TamiyaTimNJ Used a 5000Smc at Snowbirds and am using it a break out class now. Battery is tough race it-- charge it--unplug it until next race and start over. Well pleased with performace!!!


----------



## TamiyaTimNJ (Mar 21, 2008)

Flipper13: Thanks. That's good to know. Another guy I race with is running the SMCs in his 1/8 electric conversion and seems to like them. Mine will be here tomorrow and I hope to have the car ready for its first practice Friday morning. I'm running the Mamba Max and Steve Neu 1512 1.5D/F combo. I hope the batteries can hack it and make runtime. 

BadSign: You might even want to look into the Orion 3200. It's light as air and has plenty of pop. Another guy I race with uses them in his XXX buggy and truck and gives them rave reviews.


----------



## BadSign (Sep 26, 2001)

I think I'll go with the Orions. Since I'm not racing mod, I don't think I'll really need that much run time. thanks for all the input


----------



## raceforever (Nov 2, 2003)

*Smc*

(dont forget too.. the orion is in a hard shell.. and "doesnt" fit in all cars/trucks, and the smc is more of a shrink wrapped brick.)

Not true, SMCs are in a hard case. If you want the best performance SMCs are the only way to go. Best discharge voltage and IRs.


----------



## jdearhart (May 11, 2006)

As Jerry said, the SMC will have a better discharge curve, lower IR, and higher voltage. One thing to remember about lipos is the "C" rating. The SMC is a 28c, and the Orion is a 20c. Because of the higher "C" rating, the SMC will be better.


----------



## McLin (Dec 5, 2001)

Something else to keep in mind is what other tracks are using in which classes. For instance, here in the South East it is pretty much a standard to use the Orion 3200 in classes up to 21.5. In 17.5 and up, it’s open and most are going with the SMC 5000. This is all OVAL racing though, I'm not sure what you do.


----------



## sportpak (Dec 23, 2005)

Both batteries are great, and either one would be a great purchase. Don't get wrapped up in the C rating debate. One less wreck per race will more then make up a theoretical difference in C rating. Be honest with yourself and don't get wrapped up in the hype.

Ben


----------



## BadSign (Sep 26, 2001)

My plans are to race them in Vintage Trans-Am with the 21.5 brushless option.


----------



## Track_Master (Jun 17, 2008)

sportpak said:


> Both batteries are great, and either one would be a great purchase.
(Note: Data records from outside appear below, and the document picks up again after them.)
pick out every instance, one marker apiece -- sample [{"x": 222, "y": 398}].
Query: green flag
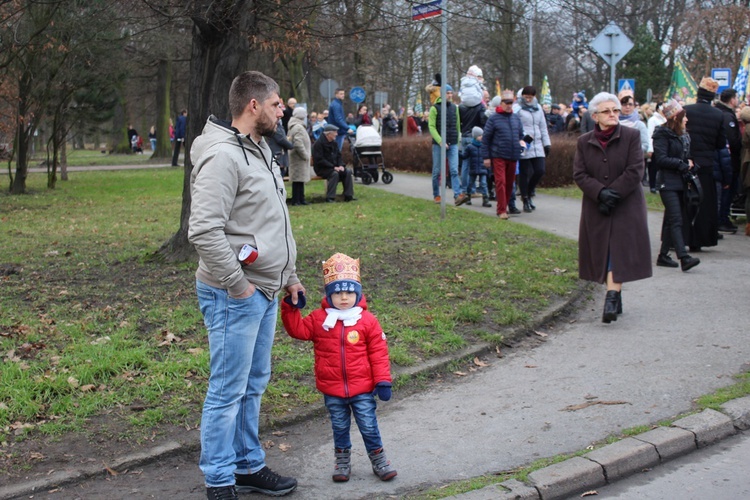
[{"x": 682, "y": 87}]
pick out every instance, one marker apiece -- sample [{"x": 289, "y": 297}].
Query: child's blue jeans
[{"x": 363, "y": 407}]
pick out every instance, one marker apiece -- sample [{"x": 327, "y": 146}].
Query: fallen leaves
[
  {"x": 169, "y": 338},
  {"x": 593, "y": 403}
]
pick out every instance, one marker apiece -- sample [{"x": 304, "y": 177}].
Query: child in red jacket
[{"x": 351, "y": 361}]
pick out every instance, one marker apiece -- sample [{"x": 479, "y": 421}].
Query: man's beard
[{"x": 265, "y": 127}]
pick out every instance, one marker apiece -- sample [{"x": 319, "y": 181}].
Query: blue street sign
[
  {"x": 426, "y": 10},
  {"x": 723, "y": 76},
  {"x": 357, "y": 94},
  {"x": 626, "y": 84}
]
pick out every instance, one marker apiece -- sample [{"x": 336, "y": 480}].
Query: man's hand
[
  {"x": 248, "y": 292},
  {"x": 293, "y": 289}
]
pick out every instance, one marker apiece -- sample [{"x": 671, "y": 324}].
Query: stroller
[{"x": 367, "y": 157}]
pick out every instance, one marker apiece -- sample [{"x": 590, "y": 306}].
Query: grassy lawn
[
  {"x": 90, "y": 325},
  {"x": 88, "y": 157}
]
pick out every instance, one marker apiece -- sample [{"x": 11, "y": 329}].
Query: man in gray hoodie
[{"x": 240, "y": 227}]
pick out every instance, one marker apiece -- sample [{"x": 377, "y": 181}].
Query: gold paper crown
[
  {"x": 340, "y": 267},
  {"x": 708, "y": 83}
]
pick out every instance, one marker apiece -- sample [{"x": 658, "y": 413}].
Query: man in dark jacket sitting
[{"x": 328, "y": 164}]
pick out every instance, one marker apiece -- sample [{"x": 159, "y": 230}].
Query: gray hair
[
  {"x": 603, "y": 97},
  {"x": 248, "y": 86}
]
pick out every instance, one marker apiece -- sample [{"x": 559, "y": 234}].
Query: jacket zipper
[{"x": 343, "y": 359}]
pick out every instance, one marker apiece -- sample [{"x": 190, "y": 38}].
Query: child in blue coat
[{"x": 477, "y": 170}]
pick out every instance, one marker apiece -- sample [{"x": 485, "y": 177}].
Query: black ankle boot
[
  {"x": 610, "y": 306},
  {"x": 687, "y": 262},
  {"x": 664, "y": 260}
]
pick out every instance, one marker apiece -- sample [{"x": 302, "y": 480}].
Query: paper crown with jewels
[
  {"x": 341, "y": 274},
  {"x": 340, "y": 267}
]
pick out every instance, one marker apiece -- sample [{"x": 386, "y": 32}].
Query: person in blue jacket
[{"x": 337, "y": 117}]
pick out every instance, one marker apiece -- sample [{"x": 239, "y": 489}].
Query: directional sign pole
[
  {"x": 443, "y": 110},
  {"x": 612, "y": 62}
]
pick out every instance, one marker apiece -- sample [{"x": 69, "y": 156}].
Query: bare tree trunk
[
  {"x": 24, "y": 131},
  {"x": 219, "y": 53}
]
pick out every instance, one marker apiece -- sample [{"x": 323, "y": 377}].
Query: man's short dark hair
[
  {"x": 727, "y": 95},
  {"x": 247, "y": 86}
]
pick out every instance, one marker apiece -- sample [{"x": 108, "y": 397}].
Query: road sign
[
  {"x": 328, "y": 88},
  {"x": 357, "y": 94},
  {"x": 426, "y": 10},
  {"x": 612, "y": 44},
  {"x": 626, "y": 84},
  {"x": 723, "y": 76}
]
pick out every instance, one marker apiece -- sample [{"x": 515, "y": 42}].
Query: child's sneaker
[
  {"x": 381, "y": 466},
  {"x": 343, "y": 467}
]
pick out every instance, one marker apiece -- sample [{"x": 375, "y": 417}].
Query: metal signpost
[
  {"x": 611, "y": 44},
  {"x": 425, "y": 11},
  {"x": 328, "y": 89},
  {"x": 723, "y": 76},
  {"x": 357, "y": 94}
]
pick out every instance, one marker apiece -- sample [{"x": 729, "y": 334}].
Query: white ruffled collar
[{"x": 348, "y": 316}]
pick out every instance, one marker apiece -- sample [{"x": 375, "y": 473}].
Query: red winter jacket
[{"x": 349, "y": 360}]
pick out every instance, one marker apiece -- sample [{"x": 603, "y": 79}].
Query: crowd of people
[{"x": 242, "y": 233}]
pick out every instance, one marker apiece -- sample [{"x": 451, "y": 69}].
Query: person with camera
[
  {"x": 613, "y": 241},
  {"x": 673, "y": 164}
]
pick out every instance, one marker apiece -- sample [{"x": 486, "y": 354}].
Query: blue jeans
[
  {"x": 240, "y": 336},
  {"x": 467, "y": 186},
  {"x": 451, "y": 155},
  {"x": 363, "y": 407}
]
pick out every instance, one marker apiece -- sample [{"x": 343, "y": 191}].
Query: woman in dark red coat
[{"x": 613, "y": 242}]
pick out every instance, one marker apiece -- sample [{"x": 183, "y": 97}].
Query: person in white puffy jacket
[
  {"x": 471, "y": 89},
  {"x": 536, "y": 135}
]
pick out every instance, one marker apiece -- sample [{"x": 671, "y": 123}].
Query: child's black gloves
[{"x": 383, "y": 390}]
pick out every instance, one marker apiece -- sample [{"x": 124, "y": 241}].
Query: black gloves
[
  {"x": 608, "y": 200},
  {"x": 383, "y": 390}
]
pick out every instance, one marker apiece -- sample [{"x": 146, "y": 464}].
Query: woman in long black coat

Don't get wrapped up in the C rating debate. One less wreck per race will more then make up a theoretical difference in C rating. Be honest with yourself and don't get wrapped up in the hype.
> 
> Ben



+1 Ben. Excellent post and I couldn't agree more.

Tim


----------



## BadSign (Sep 26, 2001)

Well, the wife and kids came through this father's Day and bought me the Orion 3200, so the decision was made for me. Thanks everyone for your input.


----------